İş hayatındaki başarı malesef ailesiyle olan ilişkisine yansımamış. İntahar eden bir eş, zihinsel sorunları olan bir kız. Filmi de kızının yaşadığı bir olay üzerinden devam ettiriyorlar. Kızı insan içine karışsın belki iyileşir önerisiyle bi partiye götürüyor. Orda gençlerle tanışıyor. Derken hepinizin tahmin edeceği gibi temiz bir hava almak için dışarı çıkıyorlar. Kızın yanındaki eleman biraz atak davranıyor ama kız da hayır demiyor hiç bişeye. Derken bi anda bağırmaya başlıyor kız, eleman da korkup kaçıyor.

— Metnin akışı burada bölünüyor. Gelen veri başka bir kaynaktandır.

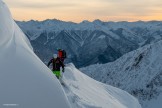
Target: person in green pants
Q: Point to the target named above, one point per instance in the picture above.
(57, 64)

Kızını bir ağacın altında ağlayarak bulan Antonio çok sinirleniyor ve kızına bunu yapanı bulup intikamını alıyor. Nasıl mı ? Elemanın erkek özelliklerini, kadın özellikleriyle değiştirerek. İlk ameliyatta sadece cinsel bölgede değişiklik yapıyor. Ama ilerledikçe bütün vücut ve hormonlara müdahelede geliyor. Zaten Antonio tıp dünyasının onaylamadığı bir ton işi kendi evinde deniyor, bu eleman da onun için denek olmuş oluyor.
Buraya kadar bir sorun yoktu filmde benim için. Taki elemana yüz ameliyatı yapıp; elemanın yüzü intahar eden eşinin yüzüne benzetene kadar. Neden böyle bir hareket yaptı anlamış değilim. En başta amaç kızının intikamını almaktı ama yüz ameliyatından sonra resmen elemana aşık oldu.
Gerisini anlatamayacağım. İzleyenler izlemeyenlere bi şekilde aktarsın artık.